Handel nielegalnymi lekami pod przykrywką
Śledczy z opolskiego zarządu CBZC natrafili na pierwsze tropy jeszcze w 2024 roku, kiedy na forach i platformach internetowych pojawiały się ogłoszenia o enigmatycznym charakterze. Szybko okazało się, że chodzi o dystrybucję leków dostępnych wyłącznie na receptę – w tym silnych środków przeciwbólowych i przeciwzapalnych. Szczególnie niebezpieczne były sugestie zawarte w treści ogłoszeń, które wskazywały na możliwość wykorzystania medykamentów do przerwania ciąży. Stosowanie takich leków, zwłaszcza bez kontroli lekarza, niesie poważne ryzyko zdrowotne. W przypadku kobiet w ciąży zagrożenie dotyczy nie tylko samej pacjentki, ale również płodu. Policjanci ustalili, że za ogłoszeniami stoi zorganizowana grupa przestępcza, która świadomie i na dużą skalę prowadziła proceder nielegalnej dystrybucji farmaceutyków. Lider grupy, 48-letni mieszkaniec Bielska-Białej, ukrywał się za szeregiem kont bankowych założonych na różne dane, co miało maskować jego tożsamość i źródło dochodów. Jednak dzięki żmudnej pracy operacyjnej śledczych udało się go namierzyć i zebrać dowody na jego kierowniczą rolę.
Aresztowania i dramatyczne skutki
Pierwsze zatrzymania nastąpiły w marcu 2025 roku. W ręce policjantów wpadł 48-latek oraz jego o trzy lata młodsza partnerka, która według śledczych pełniła rolę „prawej ręki” szefa grupy. W piwnicy ich domu znaleziono kilkadziesiąt paczek z lekami gotowymi do wysyłki. Zabezpieczono także dokumentację, telefony i komputery, które potwierdziły wcześniejsze ustalenia. Oboje zostali tymczasowo aresztowani. Następnego dnia zatrzymano kolejne trzy osoby powiązane z transferowaniem nielegalnie zarobionych pieniędzy. W kolejnych miesiącach lista podejrzanych powiększała się, a śledztwo objęło coraz szerszą siatkę współpracowników. Według ustaleń policji, grupa zarobiła na nielegalnym procederze ponad pół miliona złotych. Ofiarą ich działalności padło ponad tysiąc osób. Najpoważniejszy przypadek dotyczył kobiety, która po zażyciu zakupionych w sieci leków trafiła do szpitala z chorobą realnie zagrażającą jej życiu. Łącznie 5 osób usłyszało zarzuty działania w zorganizowanej grupie przestępczej, a 6 kolejnych – udziału w praniu brudnych pieniędzy.
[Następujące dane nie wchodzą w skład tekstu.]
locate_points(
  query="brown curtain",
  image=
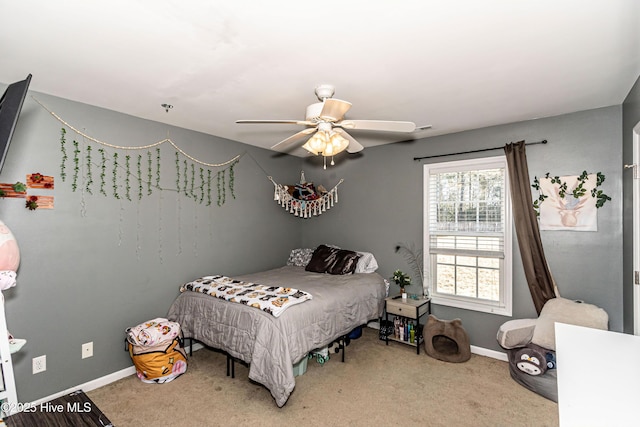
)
(536, 270)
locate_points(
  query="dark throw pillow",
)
(332, 260)
(323, 258)
(345, 263)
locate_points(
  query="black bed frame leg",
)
(231, 367)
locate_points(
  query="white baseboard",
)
(489, 353)
(131, 370)
(102, 381)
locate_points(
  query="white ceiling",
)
(456, 65)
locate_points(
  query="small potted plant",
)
(403, 280)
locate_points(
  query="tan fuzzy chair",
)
(539, 333)
(446, 340)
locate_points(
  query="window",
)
(467, 223)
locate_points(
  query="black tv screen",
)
(10, 107)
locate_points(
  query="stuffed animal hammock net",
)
(305, 200)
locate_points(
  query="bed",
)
(344, 295)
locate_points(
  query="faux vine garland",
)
(578, 191)
(121, 175)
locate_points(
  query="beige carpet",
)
(377, 385)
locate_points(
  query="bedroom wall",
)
(381, 204)
(630, 118)
(94, 265)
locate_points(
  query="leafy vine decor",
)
(196, 186)
(578, 191)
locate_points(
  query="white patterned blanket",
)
(271, 299)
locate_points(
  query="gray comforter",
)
(270, 345)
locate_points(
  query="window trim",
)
(505, 305)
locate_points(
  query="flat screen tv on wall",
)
(10, 107)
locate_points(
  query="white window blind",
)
(467, 223)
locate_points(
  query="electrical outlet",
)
(87, 350)
(39, 364)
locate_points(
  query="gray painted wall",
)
(86, 276)
(630, 117)
(381, 204)
(93, 265)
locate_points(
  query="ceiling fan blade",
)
(295, 138)
(333, 110)
(378, 125)
(285, 122)
(354, 146)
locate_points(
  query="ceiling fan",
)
(325, 120)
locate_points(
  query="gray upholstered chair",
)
(530, 343)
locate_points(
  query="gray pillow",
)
(300, 257)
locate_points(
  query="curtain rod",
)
(544, 141)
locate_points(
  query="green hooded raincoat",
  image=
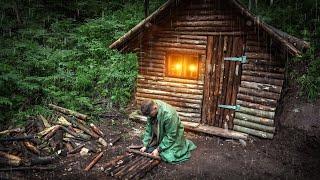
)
(174, 146)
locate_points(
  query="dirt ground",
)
(294, 153)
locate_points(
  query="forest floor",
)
(294, 153)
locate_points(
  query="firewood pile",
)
(132, 165)
(45, 140)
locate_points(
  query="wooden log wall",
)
(184, 30)
(261, 85)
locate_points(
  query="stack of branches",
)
(44, 140)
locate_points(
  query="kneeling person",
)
(164, 135)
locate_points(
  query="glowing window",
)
(182, 66)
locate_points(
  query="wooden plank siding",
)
(184, 30)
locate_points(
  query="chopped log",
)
(17, 138)
(255, 105)
(68, 112)
(44, 121)
(9, 131)
(68, 147)
(257, 93)
(147, 168)
(10, 162)
(252, 125)
(113, 161)
(253, 132)
(78, 135)
(112, 143)
(256, 112)
(127, 167)
(28, 168)
(94, 161)
(96, 129)
(10, 159)
(77, 149)
(255, 119)
(52, 132)
(139, 167)
(257, 100)
(31, 147)
(82, 127)
(263, 80)
(44, 160)
(144, 154)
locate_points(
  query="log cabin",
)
(214, 61)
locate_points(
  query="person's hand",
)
(155, 152)
(143, 149)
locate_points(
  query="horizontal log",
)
(166, 93)
(150, 69)
(167, 98)
(162, 35)
(205, 18)
(253, 132)
(156, 86)
(203, 33)
(68, 111)
(178, 45)
(262, 68)
(258, 55)
(181, 50)
(255, 105)
(171, 84)
(169, 79)
(263, 80)
(257, 100)
(252, 125)
(261, 86)
(144, 154)
(263, 74)
(203, 23)
(255, 119)
(259, 93)
(181, 41)
(176, 104)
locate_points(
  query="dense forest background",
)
(56, 51)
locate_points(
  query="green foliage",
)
(59, 54)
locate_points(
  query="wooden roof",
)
(293, 45)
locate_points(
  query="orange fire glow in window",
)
(182, 66)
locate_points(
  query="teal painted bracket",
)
(236, 107)
(242, 59)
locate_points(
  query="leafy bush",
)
(59, 54)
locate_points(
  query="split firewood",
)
(31, 147)
(94, 161)
(44, 121)
(115, 140)
(28, 168)
(68, 112)
(144, 154)
(82, 127)
(103, 142)
(52, 132)
(96, 130)
(47, 130)
(77, 149)
(10, 159)
(68, 146)
(9, 131)
(17, 138)
(63, 121)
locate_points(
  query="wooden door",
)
(222, 79)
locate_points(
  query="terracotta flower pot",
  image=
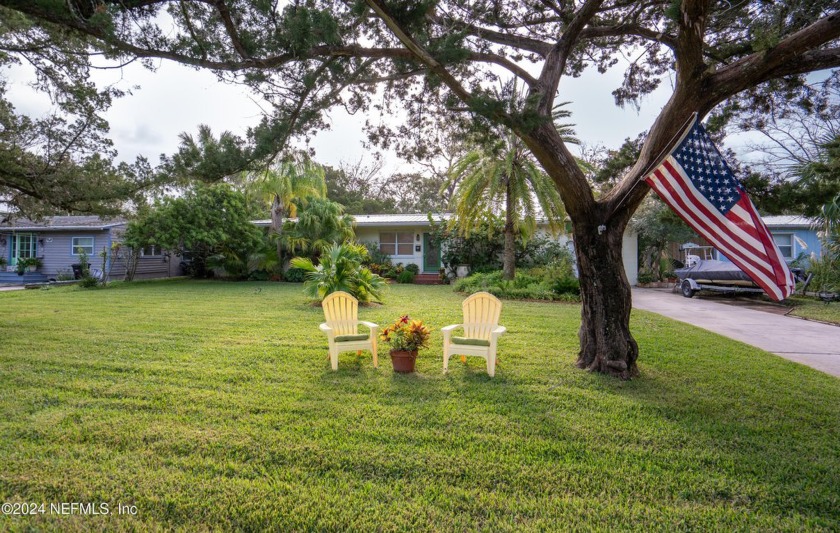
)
(403, 361)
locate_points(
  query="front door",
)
(431, 255)
(23, 246)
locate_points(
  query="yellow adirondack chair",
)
(481, 331)
(341, 311)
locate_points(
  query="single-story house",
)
(796, 237)
(406, 238)
(57, 241)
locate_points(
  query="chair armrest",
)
(371, 326)
(496, 333)
(328, 330)
(447, 331)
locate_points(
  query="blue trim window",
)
(397, 244)
(151, 251)
(82, 243)
(785, 243)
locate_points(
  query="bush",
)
(340, 269)
(553, 283)
(295, 275)
(88, 282)
(64, 274)
(394, 271)
(645, 276)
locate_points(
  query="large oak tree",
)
(446, 59)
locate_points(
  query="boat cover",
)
(716, 271)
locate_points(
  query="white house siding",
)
(57, 250)
(371, 234)
(148, 267)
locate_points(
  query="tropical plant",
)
(826, 268)
(340, 269)
(504, 174)
(657, 226)
(283, 187)
(406, 335)
(321, 223)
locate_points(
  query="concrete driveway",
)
(810, 343)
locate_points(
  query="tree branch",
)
(419, 52)
(555, 62)
(231, 30)
(515, 41)
(790, 56)
(594, 32)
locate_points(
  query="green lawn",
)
(814, 309)
(211, 405)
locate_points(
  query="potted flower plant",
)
(406, 337)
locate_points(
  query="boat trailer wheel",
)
(686, 289)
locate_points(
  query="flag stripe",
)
(755, 268)
(762, 280)
(698, 184)
(745, 239)
(709, 224)
(769, 245)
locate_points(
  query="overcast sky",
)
(177, 99)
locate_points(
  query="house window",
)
(23, 246)
(785, 243)
(82, 244)
(396, 243)
(150, 251)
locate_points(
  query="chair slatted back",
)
(341, 311)
(481, 315)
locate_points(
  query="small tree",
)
(321, 223)
(340, 269)
(657, 226)
(208, 221)
(284, 186)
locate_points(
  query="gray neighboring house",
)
(56, 241)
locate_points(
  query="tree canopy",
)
(449, 61)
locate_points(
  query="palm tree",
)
(505, 176)
(321, 223)
(283, 187)
(340, 269)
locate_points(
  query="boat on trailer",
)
(700, 271)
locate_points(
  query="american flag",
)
(699, 186)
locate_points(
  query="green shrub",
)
(295, 275)
(259, 275)
(340, 269)
(645, 276)
(544, 283)
(88, 282)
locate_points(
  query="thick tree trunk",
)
(277, 226)
(606, 344)
(509, 260)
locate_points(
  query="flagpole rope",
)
(668, 147)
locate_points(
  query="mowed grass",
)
(815, 309)
(211, 405)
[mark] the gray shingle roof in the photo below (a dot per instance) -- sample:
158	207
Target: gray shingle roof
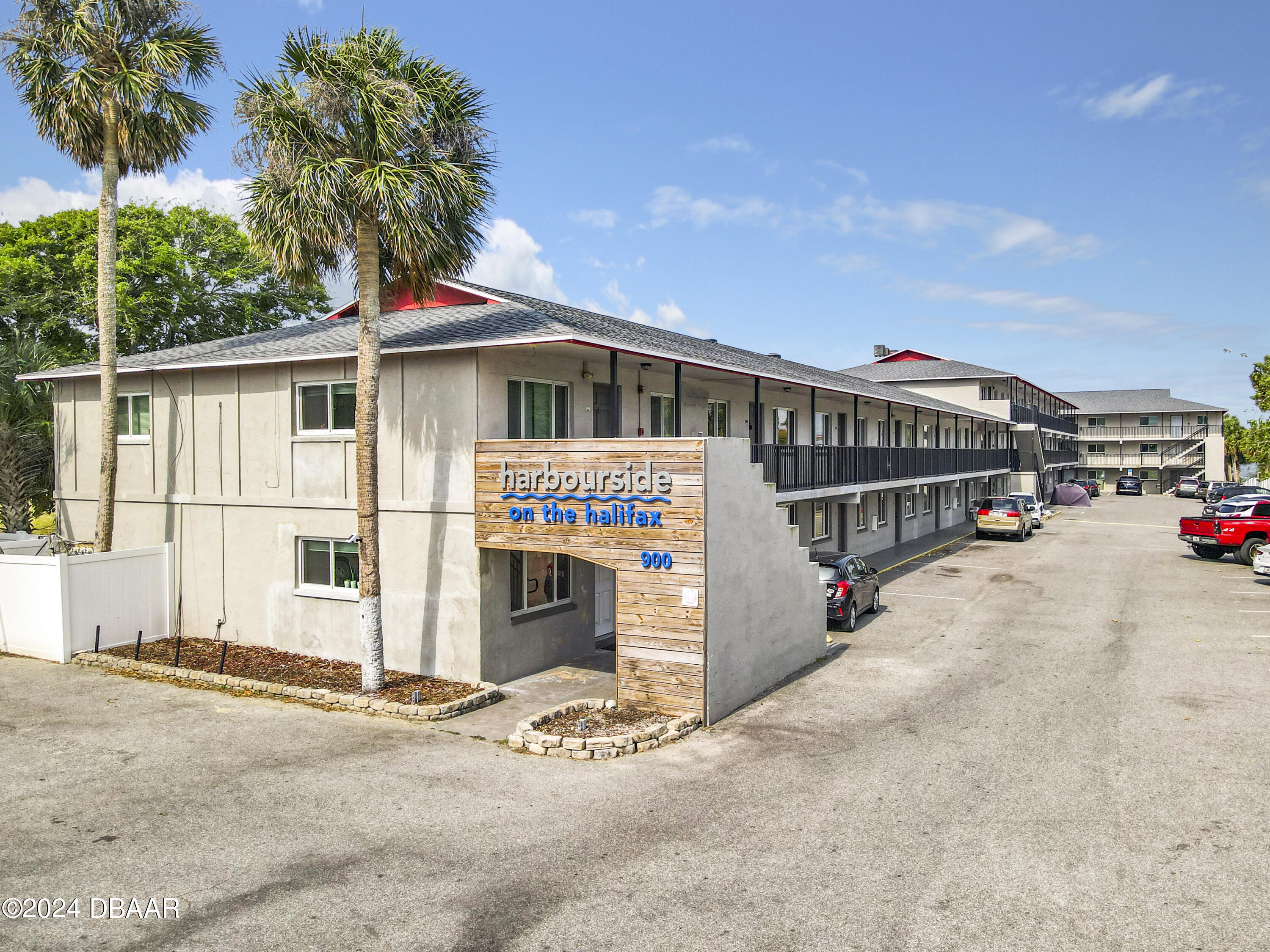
517	319
1127	402
922	370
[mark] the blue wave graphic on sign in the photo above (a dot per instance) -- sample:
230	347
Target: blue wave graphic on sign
586	498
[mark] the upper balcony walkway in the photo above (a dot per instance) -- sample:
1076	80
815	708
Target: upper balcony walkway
811	468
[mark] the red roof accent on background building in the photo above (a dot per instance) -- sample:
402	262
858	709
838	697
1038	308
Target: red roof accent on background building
404	301
907	355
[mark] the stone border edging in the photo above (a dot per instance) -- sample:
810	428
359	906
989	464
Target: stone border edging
531	740
488	693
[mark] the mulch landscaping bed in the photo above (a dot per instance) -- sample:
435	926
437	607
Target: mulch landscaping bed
607	723
270	664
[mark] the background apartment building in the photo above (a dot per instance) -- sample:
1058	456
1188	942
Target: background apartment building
1150	435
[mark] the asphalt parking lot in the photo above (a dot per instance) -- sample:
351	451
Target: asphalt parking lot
1058	744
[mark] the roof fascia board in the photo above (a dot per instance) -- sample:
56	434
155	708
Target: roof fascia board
515	342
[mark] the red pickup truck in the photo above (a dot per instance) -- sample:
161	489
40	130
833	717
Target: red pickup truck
1242	536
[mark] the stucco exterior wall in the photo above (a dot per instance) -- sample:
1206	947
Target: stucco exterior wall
769	619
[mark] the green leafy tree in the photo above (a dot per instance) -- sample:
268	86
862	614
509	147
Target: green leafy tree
1236	436
1260	380
185	276
103	82
1256	441
364	150
26	433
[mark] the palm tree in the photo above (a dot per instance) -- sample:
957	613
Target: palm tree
361	149
26	432
103	82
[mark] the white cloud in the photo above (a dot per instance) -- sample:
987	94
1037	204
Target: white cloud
674	204
848	263
31	198
511	262
1000	231
1161	96
845	169
723	144
615	294
596	217
1062	315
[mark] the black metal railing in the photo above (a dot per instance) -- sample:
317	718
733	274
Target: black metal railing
1019	413
817	468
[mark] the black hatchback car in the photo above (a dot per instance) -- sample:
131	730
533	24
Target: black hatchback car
850	588
1128	487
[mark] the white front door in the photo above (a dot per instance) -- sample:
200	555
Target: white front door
606	601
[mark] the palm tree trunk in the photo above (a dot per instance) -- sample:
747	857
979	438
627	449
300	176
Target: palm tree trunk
107	250
367	423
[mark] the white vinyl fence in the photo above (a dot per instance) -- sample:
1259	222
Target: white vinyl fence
51	606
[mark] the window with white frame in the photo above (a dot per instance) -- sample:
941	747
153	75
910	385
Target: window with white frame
326	408
540	581
133	418
820	521
717	418
661	415
327	565
783	427
538	409
823	431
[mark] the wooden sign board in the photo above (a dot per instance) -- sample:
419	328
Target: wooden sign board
635	506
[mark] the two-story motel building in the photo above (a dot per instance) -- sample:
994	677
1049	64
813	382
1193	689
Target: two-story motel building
242	451
1042	424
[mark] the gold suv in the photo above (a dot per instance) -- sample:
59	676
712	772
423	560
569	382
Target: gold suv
1002	516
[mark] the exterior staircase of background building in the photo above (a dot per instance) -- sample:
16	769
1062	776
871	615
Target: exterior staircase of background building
1188	451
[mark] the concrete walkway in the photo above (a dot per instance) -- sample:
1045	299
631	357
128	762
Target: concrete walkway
590	676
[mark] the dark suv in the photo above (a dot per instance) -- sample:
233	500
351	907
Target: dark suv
1090	487
1128	487
850	588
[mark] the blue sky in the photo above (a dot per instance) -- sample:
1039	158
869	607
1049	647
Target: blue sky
1079	195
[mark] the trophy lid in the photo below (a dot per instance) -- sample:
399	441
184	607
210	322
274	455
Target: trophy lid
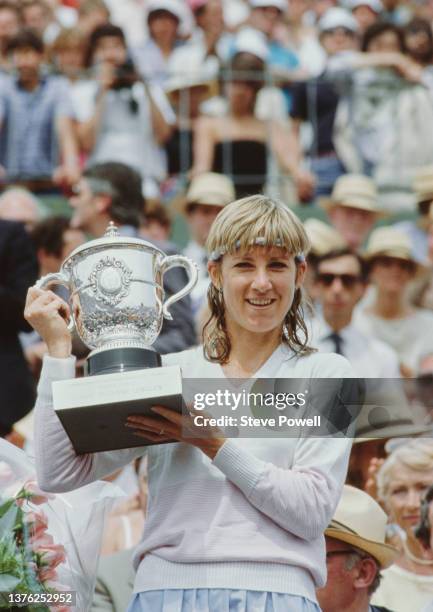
112	238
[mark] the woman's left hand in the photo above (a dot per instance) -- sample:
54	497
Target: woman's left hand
168	425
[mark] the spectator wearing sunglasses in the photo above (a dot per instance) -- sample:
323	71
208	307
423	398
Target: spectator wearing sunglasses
391	317
416	230
340	282
353	208
356	553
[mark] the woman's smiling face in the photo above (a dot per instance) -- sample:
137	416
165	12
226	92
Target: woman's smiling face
258	287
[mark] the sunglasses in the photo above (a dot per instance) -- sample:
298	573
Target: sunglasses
388	262
345	551
425	380
424	207
347	280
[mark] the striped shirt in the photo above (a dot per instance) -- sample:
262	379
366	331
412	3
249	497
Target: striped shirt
29	146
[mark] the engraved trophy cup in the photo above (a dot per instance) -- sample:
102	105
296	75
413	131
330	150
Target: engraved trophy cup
117	308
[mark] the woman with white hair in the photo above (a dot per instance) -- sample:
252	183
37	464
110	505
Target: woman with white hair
232	524
402	481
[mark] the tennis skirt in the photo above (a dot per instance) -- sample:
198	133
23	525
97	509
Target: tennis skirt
219	600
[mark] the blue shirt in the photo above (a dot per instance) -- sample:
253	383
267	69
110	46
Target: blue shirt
28	138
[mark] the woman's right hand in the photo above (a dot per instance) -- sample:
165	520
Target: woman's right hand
48	315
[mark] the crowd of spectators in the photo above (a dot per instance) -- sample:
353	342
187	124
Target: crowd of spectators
155	114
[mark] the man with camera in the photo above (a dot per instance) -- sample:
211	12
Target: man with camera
120	117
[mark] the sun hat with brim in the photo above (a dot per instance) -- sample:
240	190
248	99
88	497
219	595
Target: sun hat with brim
386	413
354	191
207	189
281	5
180	82
361	522
423	184
323	237
174	7
391	242
375	5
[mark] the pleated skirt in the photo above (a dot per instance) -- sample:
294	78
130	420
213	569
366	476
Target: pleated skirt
219	600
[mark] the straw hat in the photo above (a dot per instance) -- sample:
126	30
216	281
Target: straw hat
182	81
375	5
353	191
208	189
281	5
323	237
423	184
390	242
387	417
361	522
337	17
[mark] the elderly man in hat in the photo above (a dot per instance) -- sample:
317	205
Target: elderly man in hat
207	195
340	281
356	552
352	208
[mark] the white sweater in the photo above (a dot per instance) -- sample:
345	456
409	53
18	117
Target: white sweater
253	518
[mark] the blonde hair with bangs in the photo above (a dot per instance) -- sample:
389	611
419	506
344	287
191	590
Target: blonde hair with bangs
416	455
237	227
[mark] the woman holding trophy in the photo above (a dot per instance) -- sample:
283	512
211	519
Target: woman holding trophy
232	524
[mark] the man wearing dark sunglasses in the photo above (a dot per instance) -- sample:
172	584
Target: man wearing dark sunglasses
356	553
417	230
340	282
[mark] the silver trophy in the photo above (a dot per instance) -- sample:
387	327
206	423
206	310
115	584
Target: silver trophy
117	307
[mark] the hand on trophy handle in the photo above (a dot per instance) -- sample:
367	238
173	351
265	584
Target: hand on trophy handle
47	314
57	279
171	261
169	425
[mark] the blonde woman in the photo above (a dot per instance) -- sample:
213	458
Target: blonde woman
402	481
232	524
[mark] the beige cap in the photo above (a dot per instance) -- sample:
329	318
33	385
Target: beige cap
353	191
323	237
423	184
361	522
209	189
390	242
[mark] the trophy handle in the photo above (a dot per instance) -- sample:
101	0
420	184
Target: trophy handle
172	261
56	279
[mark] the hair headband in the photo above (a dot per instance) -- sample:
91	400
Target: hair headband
259	241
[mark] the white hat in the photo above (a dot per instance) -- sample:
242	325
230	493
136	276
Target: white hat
207	189
361	522
175	7
375	5
281	5
353	191
337	17
323	237
250	40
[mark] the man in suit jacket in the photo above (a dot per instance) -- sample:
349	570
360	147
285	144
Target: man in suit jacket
18	271
114	583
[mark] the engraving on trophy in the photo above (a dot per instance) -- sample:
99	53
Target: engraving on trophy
110	280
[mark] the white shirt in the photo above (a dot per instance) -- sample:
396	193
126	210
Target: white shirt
411	337
369	357
125	136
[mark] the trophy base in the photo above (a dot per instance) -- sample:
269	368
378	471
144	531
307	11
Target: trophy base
124	359
93	410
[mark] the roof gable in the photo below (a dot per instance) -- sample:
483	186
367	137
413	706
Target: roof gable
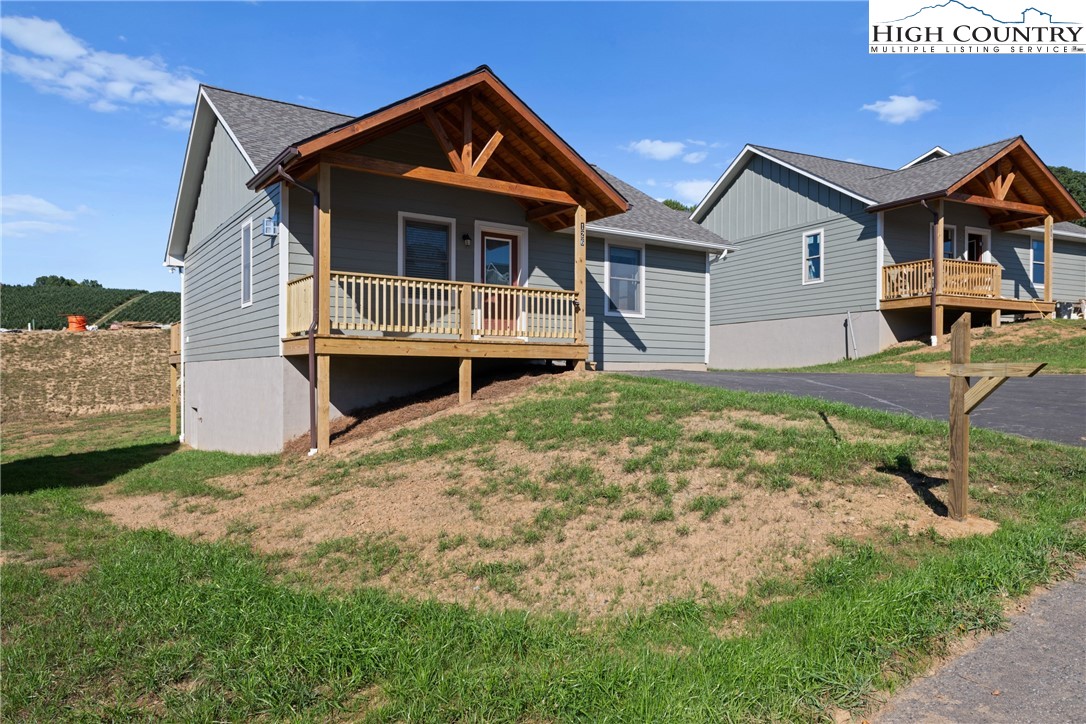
487	132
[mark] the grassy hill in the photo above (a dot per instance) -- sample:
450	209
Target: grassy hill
1059	342
47	307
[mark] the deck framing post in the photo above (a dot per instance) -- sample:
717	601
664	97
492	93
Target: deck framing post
465	380
580	276
937	235
324	249
324	402
958	505
174	401
1048	258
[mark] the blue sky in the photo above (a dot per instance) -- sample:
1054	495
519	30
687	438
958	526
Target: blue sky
96	100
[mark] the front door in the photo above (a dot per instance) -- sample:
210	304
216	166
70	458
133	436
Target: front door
499	266
976	245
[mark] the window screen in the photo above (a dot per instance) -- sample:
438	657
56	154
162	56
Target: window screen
426	250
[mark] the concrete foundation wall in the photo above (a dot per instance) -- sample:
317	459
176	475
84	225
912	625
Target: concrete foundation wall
235	405
794	342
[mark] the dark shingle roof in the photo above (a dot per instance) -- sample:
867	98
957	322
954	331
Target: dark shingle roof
647	215
885	185
265	127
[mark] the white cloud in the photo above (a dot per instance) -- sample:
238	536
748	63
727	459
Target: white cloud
46	217
30	228
178	121
692	191
53	61
23	204
898	109
656	150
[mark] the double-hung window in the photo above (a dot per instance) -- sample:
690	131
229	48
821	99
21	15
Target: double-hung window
1037	262
626	281
247	263
426	246
813	256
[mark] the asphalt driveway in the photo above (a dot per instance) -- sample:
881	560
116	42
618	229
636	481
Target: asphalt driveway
1046	407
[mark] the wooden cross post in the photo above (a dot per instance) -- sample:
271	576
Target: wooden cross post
964	399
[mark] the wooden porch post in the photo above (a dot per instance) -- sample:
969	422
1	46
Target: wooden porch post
465	380
324	324
937	235
580	257
1048	258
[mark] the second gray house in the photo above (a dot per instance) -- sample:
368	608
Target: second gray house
837	258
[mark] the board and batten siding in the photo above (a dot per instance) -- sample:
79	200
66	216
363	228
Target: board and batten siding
762	279
672	330
766	198
216	326
222	186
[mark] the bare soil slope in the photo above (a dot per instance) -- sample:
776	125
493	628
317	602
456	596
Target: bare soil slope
59	375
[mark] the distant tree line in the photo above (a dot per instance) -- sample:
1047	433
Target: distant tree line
53	280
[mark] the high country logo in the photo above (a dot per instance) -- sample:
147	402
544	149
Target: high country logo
982	26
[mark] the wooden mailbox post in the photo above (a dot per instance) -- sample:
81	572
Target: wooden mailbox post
964	399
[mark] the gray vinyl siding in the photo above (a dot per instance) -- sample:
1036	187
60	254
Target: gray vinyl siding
223	187
908	231
365	239
1069	268
767	198
907	235
216	326
764	278
672	330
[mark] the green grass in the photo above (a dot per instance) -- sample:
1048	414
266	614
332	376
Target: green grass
1049	341
156	626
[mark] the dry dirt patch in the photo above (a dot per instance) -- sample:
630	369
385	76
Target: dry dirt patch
58	375
504	525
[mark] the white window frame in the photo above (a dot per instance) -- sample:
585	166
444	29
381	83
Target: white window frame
954	229
403	217
1037	284
985	245
249	302
519	231
640	248
803	270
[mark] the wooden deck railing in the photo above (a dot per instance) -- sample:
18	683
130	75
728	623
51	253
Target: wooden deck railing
403	305
959	279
Liderowi grupy grozi kara do 15 lat więzienia, natomiast pozostałym – do 10 lat. Dodatkowo postawiono im zarzuty narażenia zdrowia i życia, nielegalnego handlu lekami oraz udzielania pomocy w przerywaniu ciąży wbrew obowiązującym przepisom.
Policja ostrzega
Sprawa prowadzona pod nadzorem Prokuratury Okręgowej w Bielsku-Białej pokazuje skalę i determinację przestępców, którzy wykorzystują internet do nielegalnego handlu niebezpiecznymi substancjami. Zdaniem policjantów to także przestroga dla osób, które szukają „alternatywnych rozwiązań” w sieci i są gotowe ryzykować zdrowiem, a nawet życiem, kupując leki bez kontroli lekarza. Policja podkreśla, że nielegalny obrót farmaceutykami to nie tylko kwestia naruszenia prawa farmaceutycznego, ale również realne zagrożenie dla życia i zdrowia. W tej sprawie udało się zatrzymać osoby odpowiedzialne, ale eksperci ostrzegają, że podobne ogłoszenia nadal mogą pojawiać się w sieci, a walka z tym procederem wymaga stałej czujności.